En décembre 2023, la gouverneure démocrate de New York, Kathy Hochul, a envoyé une lettre aux présidents d’université et de collège qui n’ont pas condamné et combattu “l’antisémitisme” et les appels au “génocide de tout groupe”, les informant qu’ils feraient l’objet de “mesures coercitives” de la part de l’État de New York. L’année suivante, fin août, Hochul a réitéré ces avertissements durant une réunion virtuelle avec 200 dirigeants d’universités et de collèges.

Hochul a clairement indiqué en octobre 2024 qu’elle considère les slogans pro-palestiniens comme des appels explicites au génocide des Juifs.

“Nous avons des lois – des lois sur les droits de l’homme, des lois fédérales et des lois des États – que j’appliquerai si vous tolérez la discrimination de nos étudiants sur les campus, voire les appels au génocide du peuple juif, ce que veut d’ailleurs dire l’expression ‘Du fleuve à la mer’, a-t-elle déclaré lors d’une cérémonie commémorative au Temple Israel Center de White Plains. Ce ne sont pas des propos innocents. Ils sont empreints de haine”.

La gouverneure a réussi à faire pression sur la City University of New York (CUNY) pour qu’elle retire une offre de poste de professeur d’études palestiniennes au Hunter College faisant référence au “colonialisme de peuplement”, au “génocide” et à “l’apartheid”.

Le chef de la minorité au Sénat, Chuck Schumer, dans son nouveau livre Antisemitism in America: A Warning’ [L’antisémitisme en Amérique : un avertissement], prend la tête des initiatives du Parti démocrate – qui affiche un taux d’approbation lamentable de 27 % dans un récent sondage de NBC News – pour dénoncer ceux qui protestent contre le génocide, les accusant de diffuser des “mensonges calomnieux” contre les Juifs.
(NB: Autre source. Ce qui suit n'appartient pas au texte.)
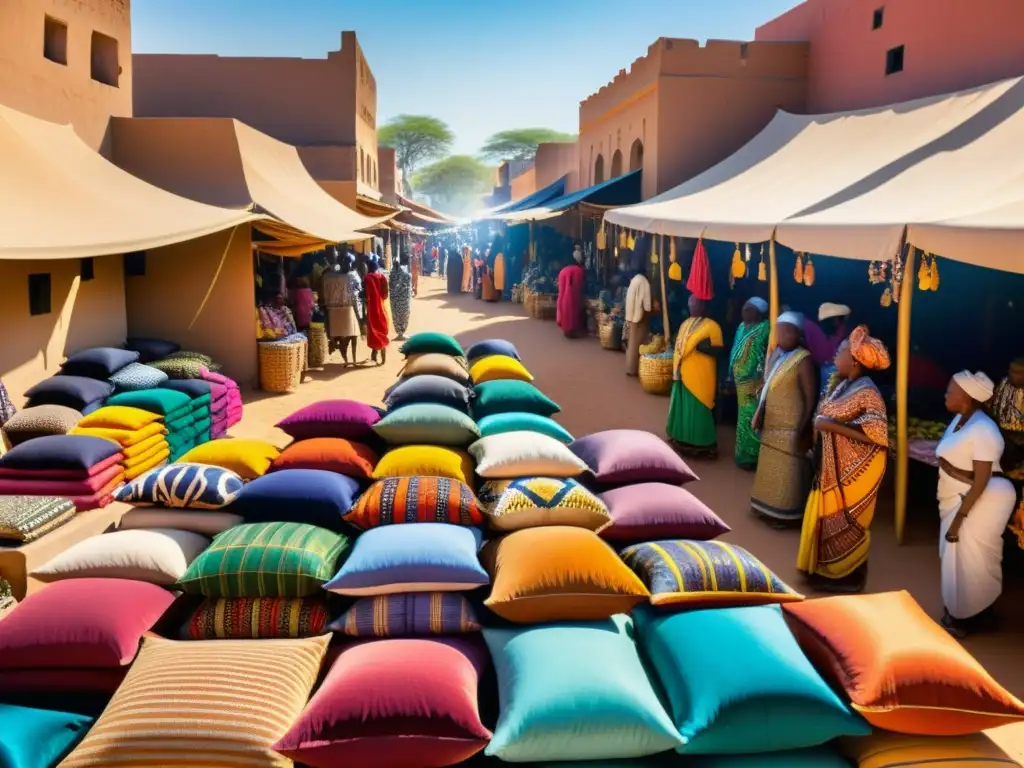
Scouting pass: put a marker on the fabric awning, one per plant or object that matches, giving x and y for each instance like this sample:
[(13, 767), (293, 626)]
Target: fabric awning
[(224, 162), (61, 200)]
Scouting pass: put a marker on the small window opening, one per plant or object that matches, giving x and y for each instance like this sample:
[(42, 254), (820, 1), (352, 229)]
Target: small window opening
[(55, 41)]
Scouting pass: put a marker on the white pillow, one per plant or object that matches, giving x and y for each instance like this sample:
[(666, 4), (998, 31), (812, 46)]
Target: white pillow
[(513, 455), (158, 555)]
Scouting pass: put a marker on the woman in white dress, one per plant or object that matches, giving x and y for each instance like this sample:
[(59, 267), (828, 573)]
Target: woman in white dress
[(975, 504)]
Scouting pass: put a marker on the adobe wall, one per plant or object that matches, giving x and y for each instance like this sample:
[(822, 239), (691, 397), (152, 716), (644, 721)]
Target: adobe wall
[(948, 45), (65, 92)]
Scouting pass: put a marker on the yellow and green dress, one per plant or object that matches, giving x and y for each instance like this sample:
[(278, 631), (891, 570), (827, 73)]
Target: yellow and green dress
[(691, 418)]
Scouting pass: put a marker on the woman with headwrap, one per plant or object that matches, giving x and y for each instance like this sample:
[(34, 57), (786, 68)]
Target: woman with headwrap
[(569, 305), (851, 452), (747, 368), (782, 417), (975, 503), (694, 370)]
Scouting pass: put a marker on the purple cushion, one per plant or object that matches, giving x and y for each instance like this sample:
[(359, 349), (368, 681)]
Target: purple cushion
[(620, 457), (649, 511), (346, 419)]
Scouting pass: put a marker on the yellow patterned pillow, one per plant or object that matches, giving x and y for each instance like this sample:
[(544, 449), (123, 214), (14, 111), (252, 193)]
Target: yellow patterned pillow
[(205, 702), (532, 502)]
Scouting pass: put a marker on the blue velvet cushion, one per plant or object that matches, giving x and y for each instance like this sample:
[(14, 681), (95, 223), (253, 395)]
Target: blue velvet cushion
[(429, 388), (493, 346), (38, 738), (420, 557), (73, 452), (753, 689), (314, 497), (73, 391), (574, 691)]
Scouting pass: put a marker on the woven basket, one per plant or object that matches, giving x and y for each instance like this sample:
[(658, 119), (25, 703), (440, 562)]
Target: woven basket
[(655, 374)]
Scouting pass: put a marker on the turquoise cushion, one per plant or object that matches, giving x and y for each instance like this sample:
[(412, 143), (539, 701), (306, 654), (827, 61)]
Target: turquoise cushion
[(518, 422), (427, 424), (574, 691), (38, 738), (737, 682)]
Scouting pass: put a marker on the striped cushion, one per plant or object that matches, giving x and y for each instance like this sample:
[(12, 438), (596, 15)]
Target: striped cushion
[(707, 573), (396, 500), (204, 704), (182, 486), (409, 614), (264, 617), (266, 559)]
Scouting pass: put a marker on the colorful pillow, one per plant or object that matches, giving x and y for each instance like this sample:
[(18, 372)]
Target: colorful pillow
[(394, 702), (412, 461), (401, 500), (574, 691), (308, 496), (248, 459), (40, 421), (97, 363), (136, 376), (558, 573), (26, 518), (82, 623), (492, 346), (431, 342), (649, 511), (511, 396), (330, 455), (514, 422), (257, 617), (183, 486), (266, 559), (427, 423), (212, 719), (38, 738), (534, 502), (60, 452), (705, 573), (900, 669), (426, 557), (524, 455), (410, 614), (752, 689), (346, 419), (158, 556), (620, 457)]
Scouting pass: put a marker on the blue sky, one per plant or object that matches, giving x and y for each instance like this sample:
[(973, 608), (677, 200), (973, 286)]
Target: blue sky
[(481, 66)]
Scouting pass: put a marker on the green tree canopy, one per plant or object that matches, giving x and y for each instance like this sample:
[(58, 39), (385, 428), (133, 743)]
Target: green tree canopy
[(416, 139), (520, 143)]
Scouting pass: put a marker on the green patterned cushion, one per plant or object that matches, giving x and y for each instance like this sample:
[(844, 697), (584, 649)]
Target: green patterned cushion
[(266, 559)]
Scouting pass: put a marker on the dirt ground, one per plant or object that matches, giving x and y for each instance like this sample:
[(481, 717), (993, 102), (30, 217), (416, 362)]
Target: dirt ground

“Quelle que soit notre opinion sur la guerre à Gaza, le gouvernement israélien n’a jamais mené et ne mène pas de politique d’extermination du peuple palestinien”,

écrit-il, ignorant les centaines d’appels lancés par des dirigeants israéliens pour rayer les Palestiniens de la carte pendant 19 mois de bombardements massifs et de famine organisée.

La triste vérité, ouvertement reconnue par les dirigeants israéliens, est tout autre.

“Nous sommes en train de démanteler Gaza et la réduire en tas de gravats, une destruction totale sans précédent dans le monde. Et le monde ne nous en empêche pas”, se réjouit le ministre israélien des Finances, Bezalel Smotrich.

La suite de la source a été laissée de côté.